İlk tahsilini memleketinde yaptı. Tahsîl için Hindistan’a gitti. Bilhassa lisanlara karşı kabiliyetli olan Cemâleddîn; Farsça, Arapça, Fransızca öğrendi. Milliyeti kesin olmayan, Cemaleddîn-i Eganî’nin; Türk, Afganlı, İranlı ve Hindli olduğu hakkında çeşitli rivayetler vardır. Türklerle konuşurken Türk’üm, Afganlılarla konuşurken Afganlıyım diyen Cemâleddîn-i Efgânî, din bilgisi az olduğundan, doğru yolda olmayanların te’sirinde kalarak Ehl-i sünnet îtikâdından ayrıldı ve İslâm âleminde on dokuzuncu yüzyılın sonlarında ortaya çıkan dinde reform hareketlerinin önderliğini yaptı! 1857’de hac bahanesiyle Hicaz’a gidip reform fikirlerini anlatma fırsatı buldu. Hicaz’dan Kabil’e dönüp, Dost Muhammed Hân zamanında hükümet ricali arasında bulundu. Hindistan’a, oradan da Mısır’a geçti.

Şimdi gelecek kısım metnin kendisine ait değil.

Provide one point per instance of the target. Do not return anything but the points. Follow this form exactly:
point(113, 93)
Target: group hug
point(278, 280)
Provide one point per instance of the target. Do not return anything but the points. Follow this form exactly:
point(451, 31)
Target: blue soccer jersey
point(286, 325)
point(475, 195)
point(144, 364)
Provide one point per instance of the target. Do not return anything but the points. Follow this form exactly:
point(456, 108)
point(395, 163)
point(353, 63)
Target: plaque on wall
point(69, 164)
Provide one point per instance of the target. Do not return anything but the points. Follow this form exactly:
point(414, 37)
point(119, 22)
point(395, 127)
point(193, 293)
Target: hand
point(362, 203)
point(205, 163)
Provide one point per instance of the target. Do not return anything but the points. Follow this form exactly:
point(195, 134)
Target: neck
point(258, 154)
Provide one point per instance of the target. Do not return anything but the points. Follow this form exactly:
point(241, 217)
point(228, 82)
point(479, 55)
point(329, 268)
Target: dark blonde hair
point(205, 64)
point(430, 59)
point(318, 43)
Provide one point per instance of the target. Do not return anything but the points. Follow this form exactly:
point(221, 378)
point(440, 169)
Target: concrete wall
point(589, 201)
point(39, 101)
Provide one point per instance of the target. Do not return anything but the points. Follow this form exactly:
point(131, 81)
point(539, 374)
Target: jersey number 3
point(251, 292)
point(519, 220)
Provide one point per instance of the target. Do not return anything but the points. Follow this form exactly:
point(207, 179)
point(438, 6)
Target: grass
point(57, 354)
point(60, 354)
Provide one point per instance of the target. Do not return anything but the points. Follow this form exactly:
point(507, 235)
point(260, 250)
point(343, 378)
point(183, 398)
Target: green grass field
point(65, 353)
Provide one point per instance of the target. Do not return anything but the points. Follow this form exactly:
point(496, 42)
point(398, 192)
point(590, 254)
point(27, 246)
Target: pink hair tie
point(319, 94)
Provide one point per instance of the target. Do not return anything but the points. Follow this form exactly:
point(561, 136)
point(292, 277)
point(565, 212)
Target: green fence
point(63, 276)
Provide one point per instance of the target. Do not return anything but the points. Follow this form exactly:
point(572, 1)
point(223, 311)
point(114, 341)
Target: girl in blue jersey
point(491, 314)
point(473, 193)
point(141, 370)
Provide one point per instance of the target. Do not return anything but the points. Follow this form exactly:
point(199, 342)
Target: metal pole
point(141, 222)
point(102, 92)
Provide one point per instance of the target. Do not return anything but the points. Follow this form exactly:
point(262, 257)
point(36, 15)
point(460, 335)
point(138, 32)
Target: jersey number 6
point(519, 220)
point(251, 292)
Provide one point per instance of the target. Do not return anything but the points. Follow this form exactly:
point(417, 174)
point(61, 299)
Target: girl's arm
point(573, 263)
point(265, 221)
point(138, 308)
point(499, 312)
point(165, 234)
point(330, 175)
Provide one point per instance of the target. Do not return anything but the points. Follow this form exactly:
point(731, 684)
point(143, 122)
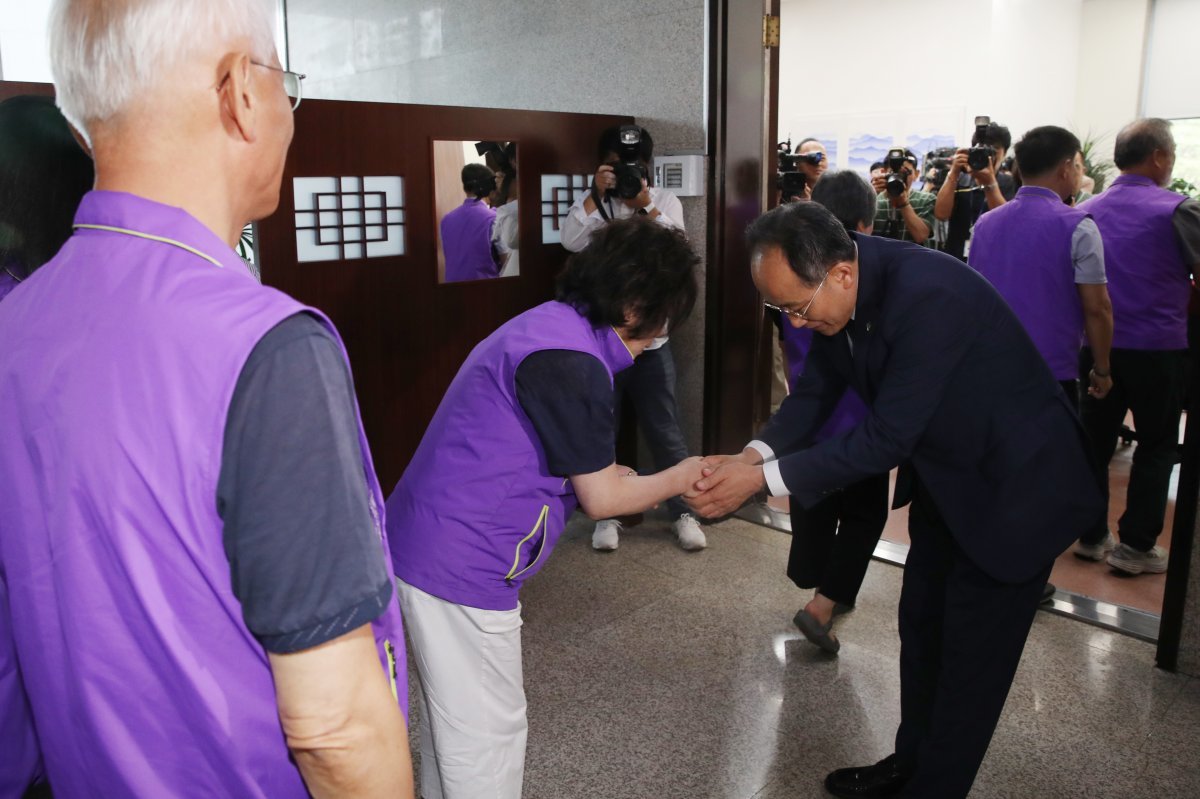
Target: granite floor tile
point(653, 673)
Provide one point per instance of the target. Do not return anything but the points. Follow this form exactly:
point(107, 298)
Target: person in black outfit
point(969, 193)
point(833, 541)
point(948, 372)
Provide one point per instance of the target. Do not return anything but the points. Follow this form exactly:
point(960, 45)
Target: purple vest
point(7, 282)
point(1024, 250)
point(1147, 278)
point(467, 242)
point(119, 364)
point(850, 410)
point(477, 511)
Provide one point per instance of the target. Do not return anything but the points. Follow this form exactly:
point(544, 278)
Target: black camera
point(979, 155)
point(937, 167)
point(895, 161)
point(790, 181)
point(629, 170)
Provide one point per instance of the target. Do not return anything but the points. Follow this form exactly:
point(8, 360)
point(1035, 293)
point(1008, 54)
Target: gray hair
point(103, 53)
point(1138, 140)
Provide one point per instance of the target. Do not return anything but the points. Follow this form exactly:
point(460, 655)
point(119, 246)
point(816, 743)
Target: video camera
point(629, 170)
point(979, 155)
point(895, 160)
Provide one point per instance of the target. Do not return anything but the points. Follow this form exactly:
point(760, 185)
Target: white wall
point(1171, 86)
point(1024, 62)
point(23, 44)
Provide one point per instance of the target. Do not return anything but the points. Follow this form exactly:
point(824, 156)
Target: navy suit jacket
point(958, 391)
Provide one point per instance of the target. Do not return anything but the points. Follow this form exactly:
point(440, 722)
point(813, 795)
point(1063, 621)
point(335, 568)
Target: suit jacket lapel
point(867, 313)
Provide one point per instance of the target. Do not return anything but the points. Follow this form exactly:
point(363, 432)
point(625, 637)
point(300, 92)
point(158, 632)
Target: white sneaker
point(688, 530)
point(606, 536)
point(1096, 551)
point(1133, 562)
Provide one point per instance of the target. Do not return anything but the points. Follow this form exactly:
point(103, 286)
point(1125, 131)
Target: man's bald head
point(1146, 146)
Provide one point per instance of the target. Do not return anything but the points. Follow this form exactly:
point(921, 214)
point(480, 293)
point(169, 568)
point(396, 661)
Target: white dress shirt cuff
point(774, 480)
point(762, 449)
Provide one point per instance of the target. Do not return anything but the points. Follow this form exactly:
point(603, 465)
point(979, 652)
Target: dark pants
point(961, 635)
point(649, 384)
point(1149, 383)
point(831, 557)
point(1072, 389)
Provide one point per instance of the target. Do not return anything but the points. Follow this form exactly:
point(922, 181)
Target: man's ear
point(235, 90)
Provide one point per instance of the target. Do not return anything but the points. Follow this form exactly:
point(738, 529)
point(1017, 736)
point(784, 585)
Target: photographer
point(900, 211)
point(799, 169)
point(607, 200)
point(973, 186)
point(621, 190)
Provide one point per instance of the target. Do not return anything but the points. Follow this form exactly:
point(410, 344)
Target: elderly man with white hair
point(193, 592)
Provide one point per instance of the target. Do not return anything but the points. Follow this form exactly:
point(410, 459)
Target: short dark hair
point(478, 180)
point(847, 196)
point(809, 235)
point(1138, 140)
point(1043, 149)
point(634, 272)
point(995, 134)
point(43, 175)
point(610, 142)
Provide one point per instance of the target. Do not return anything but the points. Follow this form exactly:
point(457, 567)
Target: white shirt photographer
point(579, 224)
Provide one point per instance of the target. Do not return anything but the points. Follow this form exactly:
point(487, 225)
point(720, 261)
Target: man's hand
point(727, 482)
point(985, 176)
point(959, 164)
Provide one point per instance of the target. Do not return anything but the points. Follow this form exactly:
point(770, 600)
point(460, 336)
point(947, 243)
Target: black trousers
point(1149, 383)
point(834, 557)
point(651, 384)
point(961, 636)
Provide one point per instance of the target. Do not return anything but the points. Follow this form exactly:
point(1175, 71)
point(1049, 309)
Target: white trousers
point(473, 724)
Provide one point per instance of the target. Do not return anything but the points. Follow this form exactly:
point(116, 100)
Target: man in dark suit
point(949, 376)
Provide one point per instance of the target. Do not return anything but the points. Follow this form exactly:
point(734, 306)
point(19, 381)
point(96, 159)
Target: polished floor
point(654, 673)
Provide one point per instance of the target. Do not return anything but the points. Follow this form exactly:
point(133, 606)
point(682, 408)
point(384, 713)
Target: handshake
point(718, 485)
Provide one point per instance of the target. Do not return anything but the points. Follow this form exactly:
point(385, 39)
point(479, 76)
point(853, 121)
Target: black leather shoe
point(883, 779)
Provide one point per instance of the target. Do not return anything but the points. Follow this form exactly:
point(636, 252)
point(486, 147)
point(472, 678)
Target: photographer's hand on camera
point(642, 202)
point(987, 180)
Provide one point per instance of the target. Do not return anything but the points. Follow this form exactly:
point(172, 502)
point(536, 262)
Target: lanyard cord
point(138, 234)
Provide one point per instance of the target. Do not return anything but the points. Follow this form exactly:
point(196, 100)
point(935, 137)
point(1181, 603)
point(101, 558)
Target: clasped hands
point(720, 484)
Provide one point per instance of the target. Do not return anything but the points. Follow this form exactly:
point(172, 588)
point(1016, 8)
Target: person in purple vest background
point(1151, 250)
point(833, 541)
point(195, 596)
point(1047, 259)
point(467, 230)
point(525, 433)
point(628, 151)
point(43, 174)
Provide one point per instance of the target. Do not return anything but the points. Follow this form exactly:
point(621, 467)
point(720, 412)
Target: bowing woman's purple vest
point(1024, 250)
point(1147, 277)
point(119, 360)
point(477, 511)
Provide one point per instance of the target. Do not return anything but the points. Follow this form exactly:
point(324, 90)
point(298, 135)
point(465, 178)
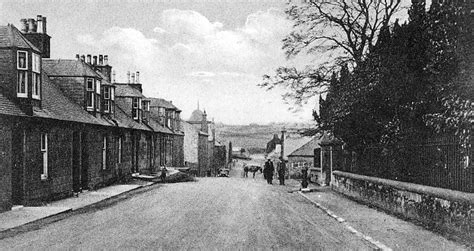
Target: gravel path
point(213, 213)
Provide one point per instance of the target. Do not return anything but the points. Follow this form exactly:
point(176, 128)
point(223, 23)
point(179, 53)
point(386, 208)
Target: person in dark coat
point(163, 174)
point(268, 171)
point(281, 171)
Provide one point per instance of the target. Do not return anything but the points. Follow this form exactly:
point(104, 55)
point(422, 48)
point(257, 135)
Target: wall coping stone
point(410, 187)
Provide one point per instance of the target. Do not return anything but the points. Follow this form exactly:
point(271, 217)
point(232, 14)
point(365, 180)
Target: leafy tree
point(343, 30)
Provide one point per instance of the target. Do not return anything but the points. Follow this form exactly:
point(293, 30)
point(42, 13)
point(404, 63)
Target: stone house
point(65, 126)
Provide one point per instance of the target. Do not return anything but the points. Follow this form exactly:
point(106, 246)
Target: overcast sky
point(211, 51)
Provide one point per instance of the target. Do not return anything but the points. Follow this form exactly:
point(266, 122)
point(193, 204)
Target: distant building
point(200, 133)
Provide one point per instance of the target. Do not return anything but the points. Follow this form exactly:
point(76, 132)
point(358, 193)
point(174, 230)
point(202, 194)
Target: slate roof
point(292, 142)
point(308, 148)
point(125, 121)
point(159, 102)
point(55, 105)
point(67, 67)
point(7, 107)
point(10, 36)
point(196, 115)
point(125, 90)
point(158, 128)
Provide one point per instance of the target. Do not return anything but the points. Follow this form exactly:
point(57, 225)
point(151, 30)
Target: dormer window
point(36, 77)
point(22, 67)
point(108, 103)
point(97, 96)
point(90, 94)
point(136, 107)
point(22, 61)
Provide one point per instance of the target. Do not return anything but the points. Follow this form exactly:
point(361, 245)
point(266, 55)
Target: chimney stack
point(24, 25)
point(39, 23)
point(31, 25)
point(43, 25)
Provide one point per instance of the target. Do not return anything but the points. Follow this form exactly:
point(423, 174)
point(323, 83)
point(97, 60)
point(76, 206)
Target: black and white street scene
point(236, 125)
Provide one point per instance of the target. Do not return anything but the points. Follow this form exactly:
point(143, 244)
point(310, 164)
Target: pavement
point(382, 230)
point(20, 216)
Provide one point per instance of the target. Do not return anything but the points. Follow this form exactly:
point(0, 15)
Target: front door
point(76, 162)
point(18, 149)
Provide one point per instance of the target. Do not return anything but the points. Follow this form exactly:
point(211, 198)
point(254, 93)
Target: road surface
point(212, 213)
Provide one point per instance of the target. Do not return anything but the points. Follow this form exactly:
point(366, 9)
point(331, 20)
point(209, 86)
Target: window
point(146, 105)
point(36, 63)
point(90, 98)
point(44, 152)
point(22, 60)
point(36, 85)
point(106, 92)
point(104, 153)
point(136, 106)
point(22, 85)
point(120, 150)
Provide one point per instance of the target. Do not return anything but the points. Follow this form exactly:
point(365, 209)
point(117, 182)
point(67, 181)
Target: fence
point(438, 162)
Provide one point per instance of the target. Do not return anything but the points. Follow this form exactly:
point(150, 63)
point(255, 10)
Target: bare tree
point(340, 31)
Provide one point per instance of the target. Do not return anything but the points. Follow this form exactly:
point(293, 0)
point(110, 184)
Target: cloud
point(201, 74)
point(159, 30)
point(189, 58)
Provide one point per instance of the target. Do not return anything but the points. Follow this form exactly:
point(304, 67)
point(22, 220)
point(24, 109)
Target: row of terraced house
point(66, 125)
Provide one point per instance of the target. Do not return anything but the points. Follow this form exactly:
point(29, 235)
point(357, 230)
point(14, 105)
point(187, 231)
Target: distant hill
point(254, 137)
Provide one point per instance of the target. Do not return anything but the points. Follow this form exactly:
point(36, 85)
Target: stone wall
point(441, 209)
point(5, 164)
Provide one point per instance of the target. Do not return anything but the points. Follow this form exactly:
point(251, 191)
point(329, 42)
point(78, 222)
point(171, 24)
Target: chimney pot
point(31, 25)
point(39, 22)
point(43, 25)
point(24, 25)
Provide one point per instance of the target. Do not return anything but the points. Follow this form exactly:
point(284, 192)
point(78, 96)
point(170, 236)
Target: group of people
point(269, 170)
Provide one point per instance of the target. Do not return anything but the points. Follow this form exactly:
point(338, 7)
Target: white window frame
point(18, 93)
point(90, 91)
point(44, 151)
point(36, 78)
point(98, 83)
point(104, 153)
point(36, 63)
point(18, 60)
point(107, 92)
point(120, 150)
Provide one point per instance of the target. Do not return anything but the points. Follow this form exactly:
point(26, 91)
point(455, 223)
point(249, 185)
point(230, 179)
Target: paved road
point(213, 213)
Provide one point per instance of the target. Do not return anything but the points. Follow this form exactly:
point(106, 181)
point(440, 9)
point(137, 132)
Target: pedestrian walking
point(281, 171)
point(269, 169)
point(163, 174)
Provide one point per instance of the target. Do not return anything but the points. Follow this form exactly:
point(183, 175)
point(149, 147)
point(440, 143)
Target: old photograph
point(236, 124)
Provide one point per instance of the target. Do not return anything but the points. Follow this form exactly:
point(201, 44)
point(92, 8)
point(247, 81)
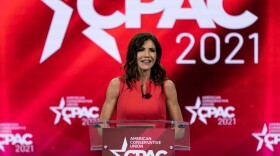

Tanzîmât dönemi Osmanlı sadrâzamlarından Alî Paşa tarafından 1868’de İstanbul’a davet edilerek, Meclis-i meârif âzâlığı vazifesi verildi. Osmanlı Dâr-ül-fünûnu’nun açılışında verdiği bir konferansta; “İslâmî Abdülazîz Devleti’nin semâsından ziyâde güneşler çıkararak, onların nurları ile bütün âlemi nurlandıran ve kendilerine vükelâ yaparak hilâfet yolunda karar kıldıran Muhammedi Osmanlı saltanatının feleğinden parlak bedirler gösteren ve onların ziyası ile bütün Âdemoğullarını aydınlatan, kendilerini vezirler yaparak adalet mıntıkasında isbat eden Allah’a hamd olsun.
Salât da; yüce akıllara ve zekî nefslere, bâhusus akl-ı külle ve yolları kânunlaştırana (san’atlardan bir san’atı elde eden peygambere) ve O’nun nurlarından iktibas ederek makamların en yükseğine erişenlere olsun…” diyerek, peygamberliğin san’atlardan bir san’at olduğunu, İslâmiyet’in ilmî ilerlemelere mâni olduğunu iddia etti. Cemâleddîn-i Efgânî’nîn bu konuşması, Osmanlı âlimlerince şiddetle tenkîd edildi. Din ve devlet aleyhinde başka konuşmaları da bulunan Cemâleddîn-i Efgânî’nin fesatçılığı ortaya çıkınca, İstanbul’dan kovuldu. Osmanlı şeyhülislâmı Hasan Fehmi Efendi, onun cahilliğini ve yanlış yolda olduğunu bütün delilleriyle ortaya koydu.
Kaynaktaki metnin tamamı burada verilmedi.